Re: [Linux-ha-dev] [Linux-HA] OCF resource for conntrack

2010-10-19 Thread Jonathan Petersson
Hi again,

Just a quick question for a pointer, I've been troubleshooting the
part about having the RA return OCF_NOT_RUNNING when the resource is
stopped, however what parameter should I verify to check whether it's
stopped or not?

Thanks

On Tue, Oct 12, 2010 at 3:45 PM, Jonathan Petersson
 wrote:
> Unfortunately not yet, I've been busy with some other projects but
> I'll try to put some time into it later this week.
>
> On Tue, Oct 12, 2010 at 11:58 AM, Florian Haas  
> wrote:
>> Jonathan, is there an updated revision of this RA available? Have you
>> progressed in making it a master/slave capable RA?
>>
>> Cheers,
>> Florian
>>
>>
>> ___
>> Linux-HA-Dev: Linux-HA-Dev@lists.linux-ha.org
>> http://lists.linux-ha.org/mailman/listinfo/linux-ha-dev
>> Home Page: http://linux-ha.org/
>>
>>
>
___
Linux-HA-Dev: Linux-HA-Dev@lists.linux-ha.org
http://lists.linux-ha.org/mailman/listinfo/linux-ha-dev
Home Page: http://linux-ha.org/


Re: [Linux-ha-dev] [Linux-HA] OCF resource for conntrack

2010-10-12 Thread Jonathan Petersson
Unfortunately not yet, I've been busy with some other projects but
I'll try to put some time into it later this week.

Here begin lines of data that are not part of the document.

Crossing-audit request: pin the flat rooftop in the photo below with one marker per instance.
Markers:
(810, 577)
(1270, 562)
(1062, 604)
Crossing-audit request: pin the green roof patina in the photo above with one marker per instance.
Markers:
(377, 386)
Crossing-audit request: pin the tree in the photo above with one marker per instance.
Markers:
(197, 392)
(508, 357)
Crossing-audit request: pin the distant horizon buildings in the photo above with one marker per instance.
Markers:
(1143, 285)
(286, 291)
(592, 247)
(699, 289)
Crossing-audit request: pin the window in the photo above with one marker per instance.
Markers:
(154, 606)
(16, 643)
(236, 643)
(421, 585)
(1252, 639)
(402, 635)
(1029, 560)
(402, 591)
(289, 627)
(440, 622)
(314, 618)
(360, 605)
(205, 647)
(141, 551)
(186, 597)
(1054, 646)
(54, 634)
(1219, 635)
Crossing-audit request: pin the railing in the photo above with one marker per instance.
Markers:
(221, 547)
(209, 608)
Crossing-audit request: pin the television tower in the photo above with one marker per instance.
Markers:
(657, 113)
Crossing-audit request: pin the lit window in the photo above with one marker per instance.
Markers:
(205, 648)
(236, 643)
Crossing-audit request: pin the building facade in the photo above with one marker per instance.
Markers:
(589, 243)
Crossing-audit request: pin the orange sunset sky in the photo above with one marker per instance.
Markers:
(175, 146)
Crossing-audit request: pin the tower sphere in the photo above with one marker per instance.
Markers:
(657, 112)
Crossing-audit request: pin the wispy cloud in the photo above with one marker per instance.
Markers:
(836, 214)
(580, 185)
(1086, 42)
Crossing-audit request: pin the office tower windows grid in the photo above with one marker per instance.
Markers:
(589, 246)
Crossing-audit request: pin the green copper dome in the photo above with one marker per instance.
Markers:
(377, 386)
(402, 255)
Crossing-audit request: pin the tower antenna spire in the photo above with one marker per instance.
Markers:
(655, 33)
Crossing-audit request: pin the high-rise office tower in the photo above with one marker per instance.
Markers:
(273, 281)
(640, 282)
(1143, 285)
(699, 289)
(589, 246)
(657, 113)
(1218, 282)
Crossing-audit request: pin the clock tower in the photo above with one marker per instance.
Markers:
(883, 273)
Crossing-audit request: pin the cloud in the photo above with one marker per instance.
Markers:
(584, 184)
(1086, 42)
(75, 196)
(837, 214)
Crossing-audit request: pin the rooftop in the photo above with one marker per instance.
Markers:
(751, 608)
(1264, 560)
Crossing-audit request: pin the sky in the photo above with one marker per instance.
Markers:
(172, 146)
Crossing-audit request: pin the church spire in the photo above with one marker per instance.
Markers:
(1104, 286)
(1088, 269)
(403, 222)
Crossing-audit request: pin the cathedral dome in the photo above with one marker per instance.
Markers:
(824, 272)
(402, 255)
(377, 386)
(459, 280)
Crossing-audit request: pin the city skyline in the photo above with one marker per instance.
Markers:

On Tue, Oct 12, 2010 at 11:58 AM, Florian Haas  wrote:
> Jonathan, is there an updated revision of this RA available? Have you
> progressed in making it a master/slave capable RA?
>
> Cheers,
> Florian
>
>
> ___
> Linux-HA-Dev: Linux-HA-Dev@lists.linux-ha.org
> http://lists.linux-ha.org/mailman/listinfo/linux-ha-dev
> Home Page: http://linux-ha.org/
>
>
___
Linux-HA-Dev: Linux-HA-Dev@lists.linux-ha.org
http://lists.linux-ha.org/mailman/listinfo/linux-ha-dev
Home Page: http://linux-ha.org/


Re: [Linux-ha-dev] [Linux-HA] OCF resource for conntrack

2010-10-12 Thread Florian Haas
Jonathan, is there an updated revision of this RA available? Have you
progressed in making it a master/slave capable RA?

Cheers,
Florian



signature.asc
Description: OpenPGP digital signature
___
Linux-HA-Dev: Linux-HA-Dev@lists.linux-ha.org
http://lists.linux-ha.org/mailman/listinfo/linux-ha-dev
Home Page: http://linux-ha.org/


Re: [Linux-ha-dev] [Linux-HA] OCF resource for conntrack

2010-09-30 Thread Florian Haas
Hello Jonathan,

a few more comments below.

>> - conntrackd_start doesn't produce the correct error code if the binary
>> isn't installed. Easily fixed with "check_binary ${OCF_RESKEY_binary}".
> 
> Added to conntrackd_validate

The way you did it, that change will break probes.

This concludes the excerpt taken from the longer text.